For a long time I chalked up Donald Trump and his people as being misguided and inexperienced in government and championing policies I disagree with. Add in more than a smidgen of narcissistic personality for Trump and a never-apologize approach and you get what we got.
I’m beginning to think, though, that he has more evil intentions.
Comparing his behavior to that of Nazis, while cruel on the face of it, is not a false comparison. He has pecked away at our key institutions, the other two branches of government, the media; he is upending our long-time relationships with allies who died with us in wars; he is taking children away from their parents in the name of protecting our borders, giving a world-facing picture of us shutting down our country and forsaking our historic values of welcoming all (and begging for comparisons to Nazis); he admires dictators, calling the North Korean leader “honest” after he has killed family members and his people in the name of leadership; he can’t say a bad word about Vladimir Putin; when confronted with facts about the Putins and Kims of the world and their murderous ways he says “you think we’re so innocent?”; and his people thumb their noses at decency in their leader’s wake.
Corey Lewandowski, his former campaign chairman and friend, derisively blurts out “wah wah” when a fellow guest on a Fox News program mentions that a Down’s syndrome girl was taken away from her mother at the border. A Down’s syndrome child!
The White House press secretary, showing moments of discomfort lately defending Trump’s actions, chokes up a little when confronted with a barrage of questions about the family break-ups going on at the border and refused to brief alone yesterday on this topic. His Immigration and Customs Enforcement director hesitates when asked by Wolf Blitzer if this family break-up policy is “humane” before falling back on his talking points to say “it’s illegal.”
Trump is stripping his appointees of any decency they might have had. None of his appointees have resigned in opposition to a policy position, even when they watch children taken away from their parents. Even when they hear a tape of the cries of these children for their parents or his border officers making jokes about “needing a conductor” for the wails of children crying for their parents. Even when he snuggles up with dictators and admires that when Kim speaks “his people stand up,” something he wishes happens for him in this country.
You can almost hear Joseph Welch interrupting it all to repeat his famous line of 64 years and 11 days ago to Sen. Joseph McCarthy: “You have done enough. Have you no sense of decency?”
The taint of Trump’s actions is smearing all of us. Our coutnry’s reputation is being diminished in the world not only because of Trump’s treatment of friends and enemies, or his childish behavior and silly Tweeting. At a major meeting last night with House Republicans to try to resolve immigration issues in a moment of national immigration crisis, Trump took a moment to sarcastically ask if Mark Sanford, from South Carolina, was present because the President wanted to “congratulate” him on a primary race well run. A direct hit because Sanford lost that campaign, partly because of Trump’s not endorsing him because Sanford has been critical of Trump. An “I got to crow” and classless move.

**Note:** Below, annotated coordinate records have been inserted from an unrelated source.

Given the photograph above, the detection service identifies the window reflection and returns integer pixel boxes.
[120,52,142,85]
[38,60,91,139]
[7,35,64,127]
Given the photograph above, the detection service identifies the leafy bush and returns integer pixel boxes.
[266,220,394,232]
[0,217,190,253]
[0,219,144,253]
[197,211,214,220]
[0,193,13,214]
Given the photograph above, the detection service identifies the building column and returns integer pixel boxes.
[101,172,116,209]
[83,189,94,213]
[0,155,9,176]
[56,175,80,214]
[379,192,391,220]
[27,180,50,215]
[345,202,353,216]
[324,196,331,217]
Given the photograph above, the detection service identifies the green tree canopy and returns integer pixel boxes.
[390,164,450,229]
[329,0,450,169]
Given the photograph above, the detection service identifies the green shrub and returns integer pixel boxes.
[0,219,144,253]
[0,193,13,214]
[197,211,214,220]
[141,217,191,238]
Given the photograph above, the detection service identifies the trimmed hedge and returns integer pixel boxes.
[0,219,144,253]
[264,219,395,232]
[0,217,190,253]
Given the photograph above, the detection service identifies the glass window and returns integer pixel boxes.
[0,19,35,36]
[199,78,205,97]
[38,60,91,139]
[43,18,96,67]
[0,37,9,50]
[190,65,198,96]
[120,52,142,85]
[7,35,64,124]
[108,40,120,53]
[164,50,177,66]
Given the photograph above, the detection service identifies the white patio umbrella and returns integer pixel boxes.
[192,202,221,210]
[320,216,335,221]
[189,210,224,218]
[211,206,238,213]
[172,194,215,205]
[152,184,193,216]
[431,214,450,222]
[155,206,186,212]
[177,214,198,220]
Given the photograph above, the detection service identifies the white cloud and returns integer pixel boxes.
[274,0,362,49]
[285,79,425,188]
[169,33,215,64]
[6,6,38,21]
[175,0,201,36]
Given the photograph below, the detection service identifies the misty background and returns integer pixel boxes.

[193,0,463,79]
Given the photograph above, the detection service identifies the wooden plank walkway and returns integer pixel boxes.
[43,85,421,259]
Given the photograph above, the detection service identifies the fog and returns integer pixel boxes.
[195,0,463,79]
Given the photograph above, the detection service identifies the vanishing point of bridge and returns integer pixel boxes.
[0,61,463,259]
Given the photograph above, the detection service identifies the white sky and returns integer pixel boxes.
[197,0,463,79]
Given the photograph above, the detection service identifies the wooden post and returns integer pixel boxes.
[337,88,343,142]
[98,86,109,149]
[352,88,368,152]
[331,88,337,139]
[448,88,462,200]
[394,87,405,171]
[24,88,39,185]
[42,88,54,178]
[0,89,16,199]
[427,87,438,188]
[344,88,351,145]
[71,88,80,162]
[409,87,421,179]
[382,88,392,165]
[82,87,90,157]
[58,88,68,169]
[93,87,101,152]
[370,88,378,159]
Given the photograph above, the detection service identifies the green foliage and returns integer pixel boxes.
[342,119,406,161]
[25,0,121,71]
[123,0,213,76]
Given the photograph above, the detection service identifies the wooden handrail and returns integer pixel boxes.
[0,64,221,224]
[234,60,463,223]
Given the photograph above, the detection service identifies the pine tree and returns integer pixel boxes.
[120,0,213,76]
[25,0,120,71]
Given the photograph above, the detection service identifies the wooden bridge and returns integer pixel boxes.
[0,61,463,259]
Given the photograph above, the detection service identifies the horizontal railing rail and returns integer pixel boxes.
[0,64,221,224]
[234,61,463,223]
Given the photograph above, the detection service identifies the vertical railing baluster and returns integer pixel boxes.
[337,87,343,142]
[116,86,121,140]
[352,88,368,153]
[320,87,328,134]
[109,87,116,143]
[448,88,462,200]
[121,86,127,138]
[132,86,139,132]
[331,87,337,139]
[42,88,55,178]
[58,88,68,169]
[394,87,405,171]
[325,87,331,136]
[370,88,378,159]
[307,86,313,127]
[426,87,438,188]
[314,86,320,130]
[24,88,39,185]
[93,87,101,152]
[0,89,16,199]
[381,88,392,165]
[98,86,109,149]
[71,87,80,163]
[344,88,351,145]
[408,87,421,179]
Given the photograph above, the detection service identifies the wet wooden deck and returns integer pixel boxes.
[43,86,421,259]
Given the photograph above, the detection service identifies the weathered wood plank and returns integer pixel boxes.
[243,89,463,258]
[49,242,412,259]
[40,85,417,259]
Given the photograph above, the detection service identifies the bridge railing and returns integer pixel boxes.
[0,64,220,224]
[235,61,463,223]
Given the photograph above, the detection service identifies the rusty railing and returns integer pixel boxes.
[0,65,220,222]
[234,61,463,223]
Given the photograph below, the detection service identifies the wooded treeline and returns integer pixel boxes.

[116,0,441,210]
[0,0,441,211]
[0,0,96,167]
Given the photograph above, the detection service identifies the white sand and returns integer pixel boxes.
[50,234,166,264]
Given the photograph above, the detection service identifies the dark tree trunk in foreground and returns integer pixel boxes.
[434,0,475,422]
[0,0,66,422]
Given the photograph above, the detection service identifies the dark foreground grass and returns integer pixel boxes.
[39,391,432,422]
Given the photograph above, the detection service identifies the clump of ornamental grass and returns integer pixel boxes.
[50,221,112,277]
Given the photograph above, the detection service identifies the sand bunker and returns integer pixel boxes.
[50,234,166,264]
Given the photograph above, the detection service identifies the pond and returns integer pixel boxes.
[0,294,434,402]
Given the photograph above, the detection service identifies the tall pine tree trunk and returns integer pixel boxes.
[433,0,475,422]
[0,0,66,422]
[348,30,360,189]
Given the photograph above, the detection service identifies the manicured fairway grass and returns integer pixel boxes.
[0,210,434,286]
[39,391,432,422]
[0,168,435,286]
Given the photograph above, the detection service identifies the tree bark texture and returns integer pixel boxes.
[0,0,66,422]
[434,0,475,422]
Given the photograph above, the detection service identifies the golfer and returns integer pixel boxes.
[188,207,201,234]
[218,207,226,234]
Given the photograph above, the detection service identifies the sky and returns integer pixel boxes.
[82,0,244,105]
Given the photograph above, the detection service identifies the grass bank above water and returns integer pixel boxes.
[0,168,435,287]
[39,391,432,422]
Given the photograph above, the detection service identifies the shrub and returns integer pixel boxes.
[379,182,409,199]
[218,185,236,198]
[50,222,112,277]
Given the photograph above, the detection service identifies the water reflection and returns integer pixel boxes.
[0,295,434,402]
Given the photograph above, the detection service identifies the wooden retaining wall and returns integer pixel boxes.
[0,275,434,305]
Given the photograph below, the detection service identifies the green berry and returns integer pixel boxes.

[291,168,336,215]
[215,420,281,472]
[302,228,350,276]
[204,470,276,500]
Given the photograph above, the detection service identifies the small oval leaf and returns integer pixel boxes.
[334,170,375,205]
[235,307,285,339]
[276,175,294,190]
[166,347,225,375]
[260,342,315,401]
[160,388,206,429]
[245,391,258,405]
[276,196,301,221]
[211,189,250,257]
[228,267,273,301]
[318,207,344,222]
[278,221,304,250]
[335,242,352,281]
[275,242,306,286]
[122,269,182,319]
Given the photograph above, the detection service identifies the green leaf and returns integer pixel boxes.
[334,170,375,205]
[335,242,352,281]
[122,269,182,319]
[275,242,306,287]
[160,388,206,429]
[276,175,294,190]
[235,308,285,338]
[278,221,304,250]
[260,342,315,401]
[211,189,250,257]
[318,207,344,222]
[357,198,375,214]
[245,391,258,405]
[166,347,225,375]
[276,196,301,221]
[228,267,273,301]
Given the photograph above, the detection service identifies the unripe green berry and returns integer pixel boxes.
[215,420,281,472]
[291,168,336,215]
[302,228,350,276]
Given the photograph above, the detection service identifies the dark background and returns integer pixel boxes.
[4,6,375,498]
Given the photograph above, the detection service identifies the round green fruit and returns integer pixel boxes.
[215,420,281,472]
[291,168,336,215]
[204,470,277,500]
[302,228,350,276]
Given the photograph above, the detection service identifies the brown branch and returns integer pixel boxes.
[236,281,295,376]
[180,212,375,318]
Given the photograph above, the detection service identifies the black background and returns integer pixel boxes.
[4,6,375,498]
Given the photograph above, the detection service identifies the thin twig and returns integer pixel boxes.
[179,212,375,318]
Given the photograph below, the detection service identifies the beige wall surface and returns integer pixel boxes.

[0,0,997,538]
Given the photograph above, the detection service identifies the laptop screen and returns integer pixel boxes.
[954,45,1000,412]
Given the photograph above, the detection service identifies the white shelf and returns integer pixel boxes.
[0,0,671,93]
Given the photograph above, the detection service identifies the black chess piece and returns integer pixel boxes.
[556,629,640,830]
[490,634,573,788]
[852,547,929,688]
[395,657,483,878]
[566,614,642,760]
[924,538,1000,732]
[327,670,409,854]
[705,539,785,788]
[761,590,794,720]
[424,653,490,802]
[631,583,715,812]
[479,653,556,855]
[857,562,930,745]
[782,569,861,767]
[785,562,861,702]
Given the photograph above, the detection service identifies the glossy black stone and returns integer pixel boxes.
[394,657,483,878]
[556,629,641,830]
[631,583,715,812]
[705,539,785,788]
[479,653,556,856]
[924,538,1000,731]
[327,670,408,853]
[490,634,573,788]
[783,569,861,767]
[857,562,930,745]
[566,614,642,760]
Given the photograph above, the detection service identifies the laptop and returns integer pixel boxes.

Even the Pope has criticized Trump, calling his policy of taking children way from people illegally crossing the border “immoral” and “against our Catholic values.”
By the way, where are his white evangelical supporters when he is tearing families apart and blaming the Democrats for it even though it is clearly a Trump Administration policy that is being followed, not a law? They forgave him for his philandering saying he has repented. If that allows you to sleep at night, go ahead, pretend it didn’t happen. Now as he rips kids from their parents, you still stay silent?
This moment in history is ripping us of our heritage. There isn’t a lot we as citizens and voters can do at the moment. We must not feel overwhelmed and ignore his behavior. We must continue to speak out against him and not normalize his behavior. Republicans in Congress, though, do have powers to do something, from the simple act of standing up to him to curtailing his behavior with laws.
We ask the Republicans in Congress: “Have you no sense of decency?”